There is a bias in primes, typically known as Chebyshev's Bias or the "Prime Race". Basically, this bias says that if you start going along the number line and sort the primes into two bins as you go along, one bin for prime that are 1 mod 4 and the other for those that are 3 mod 4 (we can ignore2), then for 99% of this "race" there will be more primes in the 3 mod 4 bin. That is, most of the time there are more primes that are 3 mod 4 than there are primes 1 mod 4.

This works in greater generality. If we sort primes mod N then there will (usually) be more primes in buckets x mod N where x is not a square mod N than in the buckets y mod N where y is a square mod N. It seems as though the primes try to avoid being quadratic residues as much as they can.

This is a bit odd in light of Dirichlet's Theorem on Primes in Arithmetic Progressions, which says that the primes are all equidistributed in appropriate residue classes as a whole. Though, it isn't inconsistent with this result, as it merely says that at the end - even if non-residues are in the lead for most of the race - it will end in a tie. But this bias still exists and there should be a meaningful reason for it.

To dig into these results a bit we, naturally, end up working with the Zeta function and its friends. These do, after all, hold information about how primes are distributed within its analytic properties.
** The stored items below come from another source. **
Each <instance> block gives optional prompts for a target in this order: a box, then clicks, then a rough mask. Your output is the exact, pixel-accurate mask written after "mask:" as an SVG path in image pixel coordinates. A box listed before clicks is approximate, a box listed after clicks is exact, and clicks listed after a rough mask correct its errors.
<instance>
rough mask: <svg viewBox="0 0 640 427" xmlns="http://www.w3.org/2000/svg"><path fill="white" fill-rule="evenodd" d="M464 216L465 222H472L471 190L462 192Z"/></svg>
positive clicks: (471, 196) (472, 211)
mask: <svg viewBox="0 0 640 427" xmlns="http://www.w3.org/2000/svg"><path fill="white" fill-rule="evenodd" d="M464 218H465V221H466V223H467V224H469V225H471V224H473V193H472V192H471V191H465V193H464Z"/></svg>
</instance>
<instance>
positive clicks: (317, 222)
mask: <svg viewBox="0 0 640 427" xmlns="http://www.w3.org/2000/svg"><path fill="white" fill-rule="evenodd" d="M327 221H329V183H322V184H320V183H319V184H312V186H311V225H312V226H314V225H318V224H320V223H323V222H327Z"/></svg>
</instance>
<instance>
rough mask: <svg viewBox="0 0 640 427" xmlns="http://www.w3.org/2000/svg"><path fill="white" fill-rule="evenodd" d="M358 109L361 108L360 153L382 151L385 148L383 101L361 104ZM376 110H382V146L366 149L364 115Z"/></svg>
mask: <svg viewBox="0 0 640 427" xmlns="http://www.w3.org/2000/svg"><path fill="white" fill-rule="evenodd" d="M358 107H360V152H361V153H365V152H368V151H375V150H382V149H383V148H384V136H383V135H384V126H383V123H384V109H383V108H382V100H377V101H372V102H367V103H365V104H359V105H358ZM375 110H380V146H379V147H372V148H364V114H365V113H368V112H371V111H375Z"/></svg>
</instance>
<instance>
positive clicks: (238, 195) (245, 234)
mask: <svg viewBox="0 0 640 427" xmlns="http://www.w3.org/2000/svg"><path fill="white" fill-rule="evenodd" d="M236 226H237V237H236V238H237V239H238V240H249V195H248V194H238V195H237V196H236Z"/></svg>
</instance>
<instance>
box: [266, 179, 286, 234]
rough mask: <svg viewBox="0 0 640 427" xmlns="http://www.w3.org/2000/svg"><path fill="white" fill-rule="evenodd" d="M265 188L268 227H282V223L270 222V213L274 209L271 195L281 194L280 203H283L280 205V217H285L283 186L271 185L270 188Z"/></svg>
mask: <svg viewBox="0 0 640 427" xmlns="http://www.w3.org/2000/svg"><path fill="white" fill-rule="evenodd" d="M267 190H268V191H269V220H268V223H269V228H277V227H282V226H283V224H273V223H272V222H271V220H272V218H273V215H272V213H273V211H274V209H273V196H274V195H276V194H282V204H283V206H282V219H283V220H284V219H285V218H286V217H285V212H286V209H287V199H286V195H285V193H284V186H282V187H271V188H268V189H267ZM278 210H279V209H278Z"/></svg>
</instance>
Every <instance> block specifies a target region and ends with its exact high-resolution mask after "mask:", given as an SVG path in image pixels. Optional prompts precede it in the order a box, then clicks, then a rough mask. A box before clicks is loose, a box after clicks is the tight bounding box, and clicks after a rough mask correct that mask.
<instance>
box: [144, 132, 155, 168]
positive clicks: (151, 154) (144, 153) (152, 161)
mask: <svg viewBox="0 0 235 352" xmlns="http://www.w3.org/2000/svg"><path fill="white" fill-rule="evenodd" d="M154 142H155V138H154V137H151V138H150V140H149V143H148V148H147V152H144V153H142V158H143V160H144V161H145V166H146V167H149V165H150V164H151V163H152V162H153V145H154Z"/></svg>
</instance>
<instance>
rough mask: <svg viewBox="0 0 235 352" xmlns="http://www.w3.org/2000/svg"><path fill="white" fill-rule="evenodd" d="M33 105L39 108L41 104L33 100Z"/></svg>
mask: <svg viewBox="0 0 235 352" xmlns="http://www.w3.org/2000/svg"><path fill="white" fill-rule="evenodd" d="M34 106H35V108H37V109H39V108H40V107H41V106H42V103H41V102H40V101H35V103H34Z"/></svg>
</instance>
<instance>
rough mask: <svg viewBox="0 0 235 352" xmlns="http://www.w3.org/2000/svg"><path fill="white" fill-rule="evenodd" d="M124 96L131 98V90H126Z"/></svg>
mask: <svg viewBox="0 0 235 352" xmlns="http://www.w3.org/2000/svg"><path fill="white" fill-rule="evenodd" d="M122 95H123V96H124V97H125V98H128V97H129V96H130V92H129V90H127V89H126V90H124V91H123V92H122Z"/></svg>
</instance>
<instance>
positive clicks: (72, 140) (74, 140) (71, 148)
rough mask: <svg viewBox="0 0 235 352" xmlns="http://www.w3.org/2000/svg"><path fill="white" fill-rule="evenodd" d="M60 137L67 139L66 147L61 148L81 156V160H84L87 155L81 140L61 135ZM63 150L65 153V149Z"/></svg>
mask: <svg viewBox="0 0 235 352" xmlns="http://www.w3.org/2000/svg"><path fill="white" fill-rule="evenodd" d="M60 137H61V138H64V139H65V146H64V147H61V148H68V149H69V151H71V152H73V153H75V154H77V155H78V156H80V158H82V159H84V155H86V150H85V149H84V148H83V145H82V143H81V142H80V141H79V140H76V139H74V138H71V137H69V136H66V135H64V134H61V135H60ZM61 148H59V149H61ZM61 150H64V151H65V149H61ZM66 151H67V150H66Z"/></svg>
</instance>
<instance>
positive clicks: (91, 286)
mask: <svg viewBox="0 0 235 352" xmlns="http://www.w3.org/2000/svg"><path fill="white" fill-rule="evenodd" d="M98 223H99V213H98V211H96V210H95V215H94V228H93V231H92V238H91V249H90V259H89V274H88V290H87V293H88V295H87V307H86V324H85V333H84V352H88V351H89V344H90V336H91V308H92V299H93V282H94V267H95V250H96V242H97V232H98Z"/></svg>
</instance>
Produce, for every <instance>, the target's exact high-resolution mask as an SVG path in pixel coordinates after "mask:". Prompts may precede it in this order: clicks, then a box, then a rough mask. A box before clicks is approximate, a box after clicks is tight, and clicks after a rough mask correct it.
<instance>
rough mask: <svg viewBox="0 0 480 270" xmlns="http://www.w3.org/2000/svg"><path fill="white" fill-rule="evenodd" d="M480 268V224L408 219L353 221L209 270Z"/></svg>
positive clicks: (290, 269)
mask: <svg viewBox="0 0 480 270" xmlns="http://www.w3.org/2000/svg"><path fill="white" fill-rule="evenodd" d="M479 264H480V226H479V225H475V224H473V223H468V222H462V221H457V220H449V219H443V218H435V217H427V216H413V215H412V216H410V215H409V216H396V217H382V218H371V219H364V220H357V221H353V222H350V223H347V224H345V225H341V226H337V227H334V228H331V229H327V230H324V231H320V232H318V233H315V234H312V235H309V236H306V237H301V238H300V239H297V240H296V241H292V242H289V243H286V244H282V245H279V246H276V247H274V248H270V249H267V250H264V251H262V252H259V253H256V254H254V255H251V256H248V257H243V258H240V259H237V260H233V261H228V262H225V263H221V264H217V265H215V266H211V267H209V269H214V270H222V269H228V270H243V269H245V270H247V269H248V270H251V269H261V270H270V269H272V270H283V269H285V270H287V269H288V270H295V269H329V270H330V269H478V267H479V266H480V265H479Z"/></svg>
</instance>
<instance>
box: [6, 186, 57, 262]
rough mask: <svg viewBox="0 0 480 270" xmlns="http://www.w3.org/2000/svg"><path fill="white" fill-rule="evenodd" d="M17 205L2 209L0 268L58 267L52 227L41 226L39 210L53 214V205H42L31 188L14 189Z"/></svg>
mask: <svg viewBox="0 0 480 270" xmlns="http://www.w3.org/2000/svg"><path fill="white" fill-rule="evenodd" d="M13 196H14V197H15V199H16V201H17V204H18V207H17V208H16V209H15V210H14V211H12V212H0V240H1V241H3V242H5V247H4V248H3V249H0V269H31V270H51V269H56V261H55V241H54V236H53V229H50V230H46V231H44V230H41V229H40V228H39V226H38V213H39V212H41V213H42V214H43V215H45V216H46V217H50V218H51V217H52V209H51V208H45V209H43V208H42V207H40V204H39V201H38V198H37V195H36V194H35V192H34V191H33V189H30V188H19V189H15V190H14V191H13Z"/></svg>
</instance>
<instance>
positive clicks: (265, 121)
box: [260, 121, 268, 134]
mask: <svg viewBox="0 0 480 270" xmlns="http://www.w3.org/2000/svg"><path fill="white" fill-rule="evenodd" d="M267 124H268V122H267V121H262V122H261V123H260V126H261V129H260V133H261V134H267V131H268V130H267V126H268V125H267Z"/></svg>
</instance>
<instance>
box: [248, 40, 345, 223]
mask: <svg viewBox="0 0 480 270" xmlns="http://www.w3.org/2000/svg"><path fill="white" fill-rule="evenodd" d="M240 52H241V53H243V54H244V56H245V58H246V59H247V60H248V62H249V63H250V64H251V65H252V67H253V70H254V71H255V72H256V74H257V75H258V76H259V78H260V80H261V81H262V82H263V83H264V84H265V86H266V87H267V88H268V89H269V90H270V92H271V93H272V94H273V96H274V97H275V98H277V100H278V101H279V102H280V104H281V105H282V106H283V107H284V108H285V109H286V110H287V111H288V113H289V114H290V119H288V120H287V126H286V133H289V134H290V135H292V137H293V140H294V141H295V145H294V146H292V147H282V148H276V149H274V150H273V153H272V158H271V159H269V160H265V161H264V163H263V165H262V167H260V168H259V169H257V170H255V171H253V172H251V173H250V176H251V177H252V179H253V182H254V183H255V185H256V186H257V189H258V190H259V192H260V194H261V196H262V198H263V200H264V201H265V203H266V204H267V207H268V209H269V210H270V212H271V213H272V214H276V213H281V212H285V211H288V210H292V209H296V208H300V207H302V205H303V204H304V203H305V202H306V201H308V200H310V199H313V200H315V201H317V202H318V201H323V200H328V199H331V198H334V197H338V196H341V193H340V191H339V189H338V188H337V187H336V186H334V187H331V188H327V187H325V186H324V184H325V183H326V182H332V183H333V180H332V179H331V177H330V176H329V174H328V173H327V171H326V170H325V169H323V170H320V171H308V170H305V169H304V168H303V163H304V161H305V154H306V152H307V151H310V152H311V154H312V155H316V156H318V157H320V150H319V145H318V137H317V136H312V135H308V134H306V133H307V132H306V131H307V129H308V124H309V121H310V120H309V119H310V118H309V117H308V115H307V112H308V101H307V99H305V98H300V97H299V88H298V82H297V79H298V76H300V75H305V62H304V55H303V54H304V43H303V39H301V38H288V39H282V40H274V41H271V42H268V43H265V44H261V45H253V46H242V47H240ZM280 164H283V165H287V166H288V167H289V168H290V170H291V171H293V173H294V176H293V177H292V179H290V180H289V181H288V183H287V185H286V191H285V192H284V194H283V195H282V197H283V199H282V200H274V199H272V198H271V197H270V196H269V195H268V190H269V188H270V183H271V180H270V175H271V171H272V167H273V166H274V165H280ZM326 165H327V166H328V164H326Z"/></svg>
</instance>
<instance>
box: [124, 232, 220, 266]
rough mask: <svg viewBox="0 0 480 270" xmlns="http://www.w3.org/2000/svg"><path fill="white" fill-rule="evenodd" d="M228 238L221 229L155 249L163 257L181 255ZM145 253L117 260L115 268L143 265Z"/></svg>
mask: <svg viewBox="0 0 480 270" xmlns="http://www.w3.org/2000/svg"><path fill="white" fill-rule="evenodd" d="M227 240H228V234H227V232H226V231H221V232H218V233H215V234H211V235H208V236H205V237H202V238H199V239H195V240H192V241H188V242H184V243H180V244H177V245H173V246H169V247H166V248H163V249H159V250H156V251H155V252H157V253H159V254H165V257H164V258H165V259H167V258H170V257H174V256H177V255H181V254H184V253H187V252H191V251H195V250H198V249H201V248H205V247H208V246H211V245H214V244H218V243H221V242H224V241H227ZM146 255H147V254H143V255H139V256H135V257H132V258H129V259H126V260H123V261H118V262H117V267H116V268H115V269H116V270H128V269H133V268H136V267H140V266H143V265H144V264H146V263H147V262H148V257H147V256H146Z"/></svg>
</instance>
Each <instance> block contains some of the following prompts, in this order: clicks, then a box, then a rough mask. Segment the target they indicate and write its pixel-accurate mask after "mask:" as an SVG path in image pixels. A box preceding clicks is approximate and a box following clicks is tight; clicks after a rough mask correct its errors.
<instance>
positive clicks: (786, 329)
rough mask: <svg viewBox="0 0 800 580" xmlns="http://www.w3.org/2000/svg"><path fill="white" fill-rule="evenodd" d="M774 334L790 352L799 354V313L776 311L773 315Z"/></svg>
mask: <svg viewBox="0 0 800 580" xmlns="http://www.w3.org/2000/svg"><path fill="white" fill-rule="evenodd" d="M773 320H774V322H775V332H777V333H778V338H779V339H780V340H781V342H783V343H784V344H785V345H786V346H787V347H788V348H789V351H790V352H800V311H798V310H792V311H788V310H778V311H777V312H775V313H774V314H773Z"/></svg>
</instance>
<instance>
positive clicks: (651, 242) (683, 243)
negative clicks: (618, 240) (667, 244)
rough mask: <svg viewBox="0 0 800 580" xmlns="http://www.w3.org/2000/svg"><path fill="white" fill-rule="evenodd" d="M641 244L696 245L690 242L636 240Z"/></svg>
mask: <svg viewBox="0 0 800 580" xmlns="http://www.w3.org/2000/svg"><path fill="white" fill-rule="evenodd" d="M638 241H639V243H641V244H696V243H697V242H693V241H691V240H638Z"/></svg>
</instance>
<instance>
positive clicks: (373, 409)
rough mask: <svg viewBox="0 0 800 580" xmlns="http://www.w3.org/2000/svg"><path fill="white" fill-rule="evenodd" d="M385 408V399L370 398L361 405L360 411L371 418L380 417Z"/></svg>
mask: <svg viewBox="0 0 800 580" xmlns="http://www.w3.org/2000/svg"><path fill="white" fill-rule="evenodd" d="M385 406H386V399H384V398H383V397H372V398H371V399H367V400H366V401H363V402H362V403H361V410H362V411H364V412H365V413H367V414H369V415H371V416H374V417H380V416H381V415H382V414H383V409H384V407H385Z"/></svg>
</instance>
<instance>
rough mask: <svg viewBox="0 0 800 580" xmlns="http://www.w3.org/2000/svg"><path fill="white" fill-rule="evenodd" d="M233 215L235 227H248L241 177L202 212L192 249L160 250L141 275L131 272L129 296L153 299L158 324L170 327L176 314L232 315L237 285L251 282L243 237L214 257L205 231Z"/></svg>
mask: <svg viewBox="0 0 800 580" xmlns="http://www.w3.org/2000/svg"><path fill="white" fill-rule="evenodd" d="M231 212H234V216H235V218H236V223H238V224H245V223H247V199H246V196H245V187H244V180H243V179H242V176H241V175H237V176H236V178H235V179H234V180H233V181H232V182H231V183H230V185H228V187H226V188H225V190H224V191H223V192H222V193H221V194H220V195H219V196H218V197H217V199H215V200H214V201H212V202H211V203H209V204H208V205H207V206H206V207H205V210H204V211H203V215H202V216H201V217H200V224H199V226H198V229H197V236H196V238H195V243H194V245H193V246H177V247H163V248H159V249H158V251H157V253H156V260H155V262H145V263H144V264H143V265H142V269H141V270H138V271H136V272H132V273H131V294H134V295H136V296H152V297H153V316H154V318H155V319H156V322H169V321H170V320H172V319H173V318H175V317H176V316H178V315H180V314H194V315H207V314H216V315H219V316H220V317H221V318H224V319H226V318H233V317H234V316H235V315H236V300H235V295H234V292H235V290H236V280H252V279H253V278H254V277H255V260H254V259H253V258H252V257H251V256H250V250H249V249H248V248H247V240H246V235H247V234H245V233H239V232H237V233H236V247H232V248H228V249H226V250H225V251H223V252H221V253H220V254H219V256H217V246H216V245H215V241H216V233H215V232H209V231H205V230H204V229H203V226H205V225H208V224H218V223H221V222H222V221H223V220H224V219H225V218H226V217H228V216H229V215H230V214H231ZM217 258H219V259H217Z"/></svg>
But with these functions (and some strong Riemann Hypothesis assumptions) we can prove this bias and quantify it pretty well (see here for more). But with this analysis we can actually see how we are, in a way, creating this bias.

The zeta functions do not tell us about primes. They tell us about prime powers. A lot of results about primes which use the zeta function actually prove a related result for prime powers, and then get rid of the contributions to higher prime powers through some kind of approximation or correction. You can see this happen in the Divergence of the Sum of Reciprocal Primes and in the Prime Number Theorem when we pass to the Chebyshev Function. Overall, the zeta functions tell us that prime powers are the natural objects of study when it comes to the distribution of primes.

The proof of Chebyshev's bias is along the same lines: Get rid of the contributions of higher powers through some asymptotic bound. But through this process is when we end up creating the bias itself. There is no Chebyshev's Bias for the prime powers and it is through the exclusion of higher powers that we create the bias. To see how this works, we can consider the case of sorting the prime powers mod 4. When we do this, every prime-square will fall into the 1 mod 4 bucket. That's a lot of numbers that automatically go to one of the buckets and to balance it out we will need the primes to act as counterweights which means favoring the 3 mod 4 bucket. And so Chebyshev's bias exists to prevent a bias in the distribution of prime powers.

I'm not the best at making graphics, but you can track how often one bucket is favored over the other as a percent and when you compare primes to prime powers, you can see the bias disappear in this graph). There are some scaling factors in here, but these arise from how Chebyshev's function tells us we should weight prime powers when counting them. Overall we can see that, in the end, Chebyshev's bias is an anti-biasing mechanism.

But, in the end, Terry Tao can explain things much better than I, though he didn't include a poorly made Python graph to illustrate things.